On June 1, 2004, the United States Federal Trade Commission granted early termination of the pre-closing waiting period mandated by the Hart-Scott-Rodino Act, thereby indicating that it had no present intent to challenge the acquisition and permitting the parties to proceed toward closing. Additionally, Marathon and Ashland submitted a request for a letter ruling to the United States Internal Revenue Service (IRS) on the tax-free status of the proposed acquisition. Related to the proposed acquisition, Ashland filed a preliminary proxy statement on schedule 14A with the United States Securities and Exchange Commission on June 21, 2004. The completion of the acquisition is subject to a number of conditions, including a favorable tax ruling from the IRS, Ashland shareholder approval and Ashland public debt holder consents.
16. | Accounting Standards Not Yet Adopted |
An issue recently removed from the EITF agenda, Issue No. 03-S Applicability of FASB Statement No. 142, Goodwill and Other Intangible Assets, to Oil and Gas Companies, was expected to address how oil and gas companies should classify the costs of acquiring contractual mineral interests in oil and gas properties on the balance sheet. The EITF had been considering an alternative interpretation of Statement of Financial Accounting Standard No. 142 Goodwill and Other Intangible Assets (SFAS No. 142) that mineral or drilling rights or leases, concessions or other interests representing the right to extract oil or gas should be classified as intangible assets rather than oil and gas properties.
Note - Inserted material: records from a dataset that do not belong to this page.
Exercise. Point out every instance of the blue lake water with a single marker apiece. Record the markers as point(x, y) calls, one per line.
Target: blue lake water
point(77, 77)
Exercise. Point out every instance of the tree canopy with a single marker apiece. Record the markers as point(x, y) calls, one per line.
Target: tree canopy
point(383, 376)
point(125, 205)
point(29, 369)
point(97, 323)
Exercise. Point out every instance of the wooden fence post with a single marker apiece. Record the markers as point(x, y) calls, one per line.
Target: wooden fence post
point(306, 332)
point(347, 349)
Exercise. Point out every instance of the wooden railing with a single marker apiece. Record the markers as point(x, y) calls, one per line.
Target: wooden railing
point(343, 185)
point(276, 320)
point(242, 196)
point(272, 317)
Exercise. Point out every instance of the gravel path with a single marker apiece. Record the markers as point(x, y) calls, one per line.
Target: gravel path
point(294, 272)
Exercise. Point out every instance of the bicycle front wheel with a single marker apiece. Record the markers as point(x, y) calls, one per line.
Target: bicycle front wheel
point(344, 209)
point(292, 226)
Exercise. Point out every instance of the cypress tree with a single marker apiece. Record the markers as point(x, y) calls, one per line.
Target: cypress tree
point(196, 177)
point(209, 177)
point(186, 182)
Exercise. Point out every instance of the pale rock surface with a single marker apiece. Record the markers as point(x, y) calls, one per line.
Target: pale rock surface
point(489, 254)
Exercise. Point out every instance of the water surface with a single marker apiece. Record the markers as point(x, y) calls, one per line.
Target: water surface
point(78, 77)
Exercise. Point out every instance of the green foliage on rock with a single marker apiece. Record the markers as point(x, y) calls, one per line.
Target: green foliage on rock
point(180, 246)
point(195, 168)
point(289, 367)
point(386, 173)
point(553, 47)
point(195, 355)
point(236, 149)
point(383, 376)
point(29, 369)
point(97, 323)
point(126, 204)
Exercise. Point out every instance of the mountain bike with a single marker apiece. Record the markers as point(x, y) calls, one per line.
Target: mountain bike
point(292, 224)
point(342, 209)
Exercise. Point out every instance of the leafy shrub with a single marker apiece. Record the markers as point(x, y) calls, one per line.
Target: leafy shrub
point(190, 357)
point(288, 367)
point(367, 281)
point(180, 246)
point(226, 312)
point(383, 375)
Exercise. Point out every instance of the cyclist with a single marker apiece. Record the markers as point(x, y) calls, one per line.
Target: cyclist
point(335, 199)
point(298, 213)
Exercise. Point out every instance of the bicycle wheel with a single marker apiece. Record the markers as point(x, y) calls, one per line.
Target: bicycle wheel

On July 19, 2004, an exposure draft of FASB Staff Position FAS 142-b, Application of FAS 142 to Oil- and Gas-Producing Entities (FSP FAS 142-b) was issued. The exposure draft states drilling and mineral rights of oil- and gas-producing entities are excluded from SFAS No. 142. FSP FAS 142-b is expected to be effective the first reporting period beginning after the date that it is finalized.
Management believes that our current balance sheet classification for these costs is appropriate under generally accepted accounting principles and the proposed FSP FAS 142-b. If a reclassification were to be required, the estimated amount of the leasehold acquisition costs to be reclassified would be $2.1 billion and $2.3 billion at June 30, 2004 and December 31, 2003. There would be no impact on our previously filed income statements (or reported net income), statements of cash flow or statements of stockholders equity for prior periods. Additional disclosures related to intangible assets would also be required.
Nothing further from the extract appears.